= Larry Hooper =

American bass singer

Lawrence "Bullfrog" Hooper (July 22, 1917 in Independence, Missouri – June 10, 1983 in Los Angeles, California) was an American musician and vocalist. He was best known to television audiences as part of The Lawrence Welk Show as a featured singer and pianist in Welk's orchestra.
==Career==
Born in Independence, Missouri and raised in Lebanon, Missouri, he joined the Welk band in 1948 when they were doing evening performances at the Roosevelt Hotel in New York City.

His popularity was largely due to his basso profundo voice, renditions of "This Old House" and "Asleep In The Deep," and his sense of humor. He also achieved success with songs like "Oh Happy Day" (Hooper's 1953 recording of the song with the Welk orchestra was a top-5 hit for the orchestra), "Ding Dong Daddy" and "Minnie the Mermaid", a duet sung with Jo Ann Castle.

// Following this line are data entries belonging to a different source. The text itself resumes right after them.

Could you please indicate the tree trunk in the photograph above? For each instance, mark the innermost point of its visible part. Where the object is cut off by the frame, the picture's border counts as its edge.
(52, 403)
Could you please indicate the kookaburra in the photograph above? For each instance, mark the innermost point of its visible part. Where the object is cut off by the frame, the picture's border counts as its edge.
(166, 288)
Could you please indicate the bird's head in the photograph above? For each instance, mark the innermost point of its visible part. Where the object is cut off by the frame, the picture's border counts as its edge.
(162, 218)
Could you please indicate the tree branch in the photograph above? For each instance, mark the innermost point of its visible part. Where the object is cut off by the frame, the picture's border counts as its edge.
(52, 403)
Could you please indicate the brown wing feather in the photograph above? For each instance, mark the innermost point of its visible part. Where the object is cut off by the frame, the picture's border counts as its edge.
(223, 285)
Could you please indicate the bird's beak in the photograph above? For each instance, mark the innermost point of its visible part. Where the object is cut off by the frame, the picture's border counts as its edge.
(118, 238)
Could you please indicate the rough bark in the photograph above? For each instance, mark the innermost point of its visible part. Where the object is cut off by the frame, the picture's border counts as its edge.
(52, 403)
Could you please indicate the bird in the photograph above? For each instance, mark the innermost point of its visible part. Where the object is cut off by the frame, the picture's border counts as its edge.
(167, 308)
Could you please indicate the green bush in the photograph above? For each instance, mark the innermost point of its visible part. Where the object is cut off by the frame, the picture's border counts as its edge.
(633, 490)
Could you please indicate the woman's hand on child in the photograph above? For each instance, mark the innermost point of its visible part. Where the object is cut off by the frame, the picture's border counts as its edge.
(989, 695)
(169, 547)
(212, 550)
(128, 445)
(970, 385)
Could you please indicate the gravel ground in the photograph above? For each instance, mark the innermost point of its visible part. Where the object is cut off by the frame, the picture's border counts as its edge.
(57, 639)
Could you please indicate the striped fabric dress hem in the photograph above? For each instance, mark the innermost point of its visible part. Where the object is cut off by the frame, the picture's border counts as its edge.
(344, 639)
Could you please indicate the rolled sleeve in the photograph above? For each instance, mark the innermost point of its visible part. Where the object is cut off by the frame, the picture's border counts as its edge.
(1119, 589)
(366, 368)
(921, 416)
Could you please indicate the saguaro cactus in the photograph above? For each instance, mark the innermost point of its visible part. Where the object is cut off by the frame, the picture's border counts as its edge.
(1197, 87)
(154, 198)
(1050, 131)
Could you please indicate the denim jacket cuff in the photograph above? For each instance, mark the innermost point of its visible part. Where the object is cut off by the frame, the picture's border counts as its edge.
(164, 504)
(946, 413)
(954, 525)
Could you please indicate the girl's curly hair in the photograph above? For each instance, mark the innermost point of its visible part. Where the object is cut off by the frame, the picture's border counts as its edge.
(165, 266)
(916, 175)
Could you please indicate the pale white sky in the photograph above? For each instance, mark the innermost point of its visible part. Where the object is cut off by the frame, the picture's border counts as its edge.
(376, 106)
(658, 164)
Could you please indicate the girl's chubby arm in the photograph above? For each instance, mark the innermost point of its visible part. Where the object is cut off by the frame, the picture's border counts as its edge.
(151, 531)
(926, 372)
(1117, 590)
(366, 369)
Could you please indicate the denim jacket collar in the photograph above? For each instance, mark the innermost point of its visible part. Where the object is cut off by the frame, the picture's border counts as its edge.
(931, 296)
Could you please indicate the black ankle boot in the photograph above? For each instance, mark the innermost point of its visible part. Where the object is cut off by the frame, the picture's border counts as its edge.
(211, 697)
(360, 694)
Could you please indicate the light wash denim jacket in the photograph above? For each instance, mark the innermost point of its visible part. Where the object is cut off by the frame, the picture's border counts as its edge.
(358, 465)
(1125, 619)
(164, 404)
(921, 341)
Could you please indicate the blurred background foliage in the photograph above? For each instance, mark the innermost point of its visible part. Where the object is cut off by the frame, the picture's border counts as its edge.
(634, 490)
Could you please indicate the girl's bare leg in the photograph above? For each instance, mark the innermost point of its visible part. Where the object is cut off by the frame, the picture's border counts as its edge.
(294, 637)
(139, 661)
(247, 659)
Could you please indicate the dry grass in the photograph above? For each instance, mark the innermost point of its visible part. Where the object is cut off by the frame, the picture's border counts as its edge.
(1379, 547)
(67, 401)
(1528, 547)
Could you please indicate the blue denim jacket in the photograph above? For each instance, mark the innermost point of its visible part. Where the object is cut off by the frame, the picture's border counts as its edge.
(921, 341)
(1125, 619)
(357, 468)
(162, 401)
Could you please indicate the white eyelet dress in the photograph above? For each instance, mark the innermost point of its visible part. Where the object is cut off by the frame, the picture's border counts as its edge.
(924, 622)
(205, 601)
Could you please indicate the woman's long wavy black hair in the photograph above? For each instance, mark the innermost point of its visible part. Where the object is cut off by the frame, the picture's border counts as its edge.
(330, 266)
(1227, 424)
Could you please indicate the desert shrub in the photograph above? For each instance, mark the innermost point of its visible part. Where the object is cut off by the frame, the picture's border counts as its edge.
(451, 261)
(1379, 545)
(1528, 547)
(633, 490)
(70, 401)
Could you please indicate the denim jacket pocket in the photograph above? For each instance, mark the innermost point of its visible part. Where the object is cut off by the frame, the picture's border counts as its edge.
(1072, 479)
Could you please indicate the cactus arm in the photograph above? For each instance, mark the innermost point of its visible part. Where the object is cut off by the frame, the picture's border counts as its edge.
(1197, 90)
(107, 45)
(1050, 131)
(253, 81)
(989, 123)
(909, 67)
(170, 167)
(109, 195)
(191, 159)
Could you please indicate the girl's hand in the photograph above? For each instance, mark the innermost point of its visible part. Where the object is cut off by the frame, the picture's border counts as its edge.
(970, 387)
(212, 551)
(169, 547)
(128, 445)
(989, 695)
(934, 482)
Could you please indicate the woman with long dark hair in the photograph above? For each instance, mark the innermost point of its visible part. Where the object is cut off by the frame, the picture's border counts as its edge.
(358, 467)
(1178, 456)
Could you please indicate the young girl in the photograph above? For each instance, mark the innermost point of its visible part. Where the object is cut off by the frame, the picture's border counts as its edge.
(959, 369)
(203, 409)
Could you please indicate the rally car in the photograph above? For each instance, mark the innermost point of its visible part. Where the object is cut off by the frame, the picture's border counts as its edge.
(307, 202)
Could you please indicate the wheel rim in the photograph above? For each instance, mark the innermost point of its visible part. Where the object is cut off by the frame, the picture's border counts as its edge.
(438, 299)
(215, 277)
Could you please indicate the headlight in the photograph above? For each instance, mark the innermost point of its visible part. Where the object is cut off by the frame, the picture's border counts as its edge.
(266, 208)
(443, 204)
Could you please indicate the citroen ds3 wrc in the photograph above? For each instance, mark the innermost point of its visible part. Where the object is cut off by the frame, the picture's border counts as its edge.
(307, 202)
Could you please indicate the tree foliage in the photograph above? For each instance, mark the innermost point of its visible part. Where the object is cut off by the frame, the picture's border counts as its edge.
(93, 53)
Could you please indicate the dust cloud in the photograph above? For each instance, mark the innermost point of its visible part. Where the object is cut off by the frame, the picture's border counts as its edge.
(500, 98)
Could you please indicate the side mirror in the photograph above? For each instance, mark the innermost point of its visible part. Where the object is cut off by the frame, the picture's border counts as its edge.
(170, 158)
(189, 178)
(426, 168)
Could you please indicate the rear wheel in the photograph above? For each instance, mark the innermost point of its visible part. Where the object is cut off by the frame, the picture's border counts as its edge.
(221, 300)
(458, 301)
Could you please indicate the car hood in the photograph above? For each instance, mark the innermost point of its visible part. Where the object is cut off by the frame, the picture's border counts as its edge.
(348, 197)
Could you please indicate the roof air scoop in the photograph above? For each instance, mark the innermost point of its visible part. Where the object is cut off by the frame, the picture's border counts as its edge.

Plagued with health problems for years, he left the show on sick leave in 1969 due to a heart condition, occasionally filling in with the orchestra when one of the other keyboardists got sick and making guest appearances during that time frame. He returned full-time for the first show of the 1973-74 season (the "Tribute to Disney" episode, singing "Oh Happy Day"). It drew a huge emotional standing ovation from the audience and cast although Larry was visibly lip-syncing and was always uncomfortable and short of breath during the performance. Larry had fewer solo and singing roles and was primarily in the band during the last couple of years of his appearances when his health began to fail again. He left the show for the final time in 1980 and three years later, he died of kidney failure. His remains were cremated in the Rosemary Chapel at Forest Lawn Memorial Park on June 14, 1983, following a memorial service.
==Posthumous use of Hooper's singing==

In recent years, Hooper received new interest because of a video tape-loop played before Howie Mandel's stand-up shows of his singing "Oh Happy Day" for 20 minutes.